Support download models from www.modelscope.cn (#1588)

2026-06-22 06:07:11 +08:00 · 2023-11-18 12:38:31 +08:00 · 2023-11-18 12:38:31 +08:00 · edb305584b
commit edb305584b
parent bb00f66e19
4 changed files with 58 additions and 4 deletions
--- a/docs/source/getting_started/quickstart.rst
+++ b/docs/source/getting_started/quickstart.rst
@ -40,6 +40,16 @@ Initialize vLLM's engine for offline inference with the ``LLM`` class and the `O

    llm = LLM(model="facebook/opt-125m")

+Use model from www.modelscope.cn
+
+.. code-block:: shell
+
+    export VLLM_USE_MODELSCOPE=True
+
+.. code-block:: python
+
+    llm = LLM(model="qwen/Qwen-7B-Chat", revision="v1.1.8", trust_remote_code=True)
+
 Call ``llm.generate`` to generate the outputs. It adds the input prompts to vLLM engine's waiting queue and executes the vLLM engine to generate the outputs with high throughput. The outputs are returned as a list of ``RequestOutput`` objects, which include all the output tokens.

 .. code-block:: python
@ -67,6 +77,16 @@ Start the server:

    $ python -m vllm.entrypoints.api_server

+Use model from www.modelscope.cn
+
+.. code-block:: console
+
+    $ VLLM_USE_MODELSCOPE=True python -m vllm.entrypoints.api_server \
+    $    --model="qwen/Qwen-7B-Chat" \
+    $    --revision="v1.1.8" \
+    $    --trust-remote-code
+
+
 By default, this command starts the server at ``http://localhost:8000`` with the OPT-125M model.

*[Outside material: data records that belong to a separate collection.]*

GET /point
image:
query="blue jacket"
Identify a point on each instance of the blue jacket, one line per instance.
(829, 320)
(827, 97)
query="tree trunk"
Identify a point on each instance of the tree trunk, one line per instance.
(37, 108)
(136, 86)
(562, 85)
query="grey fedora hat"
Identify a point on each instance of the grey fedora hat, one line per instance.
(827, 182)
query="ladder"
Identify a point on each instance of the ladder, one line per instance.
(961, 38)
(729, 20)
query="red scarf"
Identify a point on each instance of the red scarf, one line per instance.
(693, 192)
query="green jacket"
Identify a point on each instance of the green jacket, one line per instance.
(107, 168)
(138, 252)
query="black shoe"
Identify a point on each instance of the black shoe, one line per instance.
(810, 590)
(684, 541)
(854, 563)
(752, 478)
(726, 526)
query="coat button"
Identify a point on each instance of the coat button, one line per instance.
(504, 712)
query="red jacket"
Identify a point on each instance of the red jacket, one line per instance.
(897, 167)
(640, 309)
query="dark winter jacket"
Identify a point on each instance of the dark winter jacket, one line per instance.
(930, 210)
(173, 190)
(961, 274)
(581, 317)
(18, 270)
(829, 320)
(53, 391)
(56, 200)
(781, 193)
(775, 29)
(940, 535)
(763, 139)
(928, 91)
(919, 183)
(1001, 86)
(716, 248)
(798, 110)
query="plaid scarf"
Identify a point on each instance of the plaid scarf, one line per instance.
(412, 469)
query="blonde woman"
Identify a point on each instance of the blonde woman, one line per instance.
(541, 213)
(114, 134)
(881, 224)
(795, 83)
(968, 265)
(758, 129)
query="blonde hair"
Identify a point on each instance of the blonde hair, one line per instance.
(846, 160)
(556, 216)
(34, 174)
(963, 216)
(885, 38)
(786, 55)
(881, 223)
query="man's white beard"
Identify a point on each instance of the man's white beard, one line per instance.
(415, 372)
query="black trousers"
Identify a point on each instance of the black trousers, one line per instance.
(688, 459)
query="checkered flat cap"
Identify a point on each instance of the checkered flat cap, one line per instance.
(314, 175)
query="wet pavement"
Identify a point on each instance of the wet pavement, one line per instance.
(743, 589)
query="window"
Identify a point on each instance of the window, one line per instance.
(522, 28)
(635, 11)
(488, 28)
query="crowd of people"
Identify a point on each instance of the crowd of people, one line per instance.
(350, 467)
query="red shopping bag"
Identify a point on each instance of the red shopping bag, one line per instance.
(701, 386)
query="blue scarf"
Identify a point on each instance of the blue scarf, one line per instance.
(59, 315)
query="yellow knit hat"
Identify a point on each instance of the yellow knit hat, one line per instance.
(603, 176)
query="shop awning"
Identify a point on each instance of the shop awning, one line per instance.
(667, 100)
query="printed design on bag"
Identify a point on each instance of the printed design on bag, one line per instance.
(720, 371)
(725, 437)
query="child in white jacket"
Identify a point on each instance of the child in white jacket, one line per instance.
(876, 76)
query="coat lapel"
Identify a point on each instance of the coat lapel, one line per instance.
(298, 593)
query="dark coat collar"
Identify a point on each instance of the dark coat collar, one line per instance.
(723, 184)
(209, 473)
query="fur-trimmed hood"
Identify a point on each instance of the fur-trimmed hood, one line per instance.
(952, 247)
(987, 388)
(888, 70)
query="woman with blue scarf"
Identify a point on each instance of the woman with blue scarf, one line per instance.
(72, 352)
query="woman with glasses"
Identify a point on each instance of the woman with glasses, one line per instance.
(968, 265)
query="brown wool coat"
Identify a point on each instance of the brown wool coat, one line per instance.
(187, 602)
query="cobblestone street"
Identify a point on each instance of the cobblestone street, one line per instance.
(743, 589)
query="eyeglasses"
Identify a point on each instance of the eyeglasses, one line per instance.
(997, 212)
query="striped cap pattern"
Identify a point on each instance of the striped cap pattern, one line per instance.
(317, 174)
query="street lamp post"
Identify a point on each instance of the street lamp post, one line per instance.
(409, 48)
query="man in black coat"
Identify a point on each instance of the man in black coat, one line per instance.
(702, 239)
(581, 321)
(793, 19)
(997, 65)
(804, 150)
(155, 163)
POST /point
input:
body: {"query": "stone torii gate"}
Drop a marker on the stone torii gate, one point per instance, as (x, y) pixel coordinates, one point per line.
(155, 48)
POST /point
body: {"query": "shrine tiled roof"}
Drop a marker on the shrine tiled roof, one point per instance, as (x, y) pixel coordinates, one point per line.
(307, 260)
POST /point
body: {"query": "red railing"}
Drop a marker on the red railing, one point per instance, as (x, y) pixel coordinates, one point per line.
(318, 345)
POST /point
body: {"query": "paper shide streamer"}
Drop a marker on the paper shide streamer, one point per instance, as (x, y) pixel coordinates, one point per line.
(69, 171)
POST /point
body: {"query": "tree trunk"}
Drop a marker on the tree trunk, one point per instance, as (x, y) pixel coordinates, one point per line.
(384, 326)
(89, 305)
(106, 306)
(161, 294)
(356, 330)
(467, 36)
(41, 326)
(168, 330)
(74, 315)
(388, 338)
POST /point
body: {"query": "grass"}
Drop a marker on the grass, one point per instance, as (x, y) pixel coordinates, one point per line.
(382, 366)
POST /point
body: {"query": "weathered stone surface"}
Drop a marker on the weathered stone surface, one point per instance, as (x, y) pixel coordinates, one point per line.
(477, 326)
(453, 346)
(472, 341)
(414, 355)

 Query the model in shell:
@ -95,6 +115,13 @@ Start the server:
    $ python -m vllm.entrypoints.openai.api_server \
    $     --model facebook/opt-125m

+Use model from www.modelscope.cn
+
+.. code-block:: console
+
+    $ VLLM_USE_MODELSCOPE=True python -m vllm.entrypoints.openai.api_server \
+    $     --model="qwen/Qwen-7B-Chat" --revision="v1.1.8" --trust-remote-code
+
 By default, it starts the server at ``http://localhost:8000``. You can specify the address with ``--host`` and ``--port`` arguments. The server currently hosts one model at a time (OPT-125M in the above command) and implements `list models <https://platform.openai.com/docs/api-reference/models/list>`_ and `create completion <https://platform.openai.com/docs/api-reference/completions/create>`_ endpoints. We are actively adding support for more endpoints.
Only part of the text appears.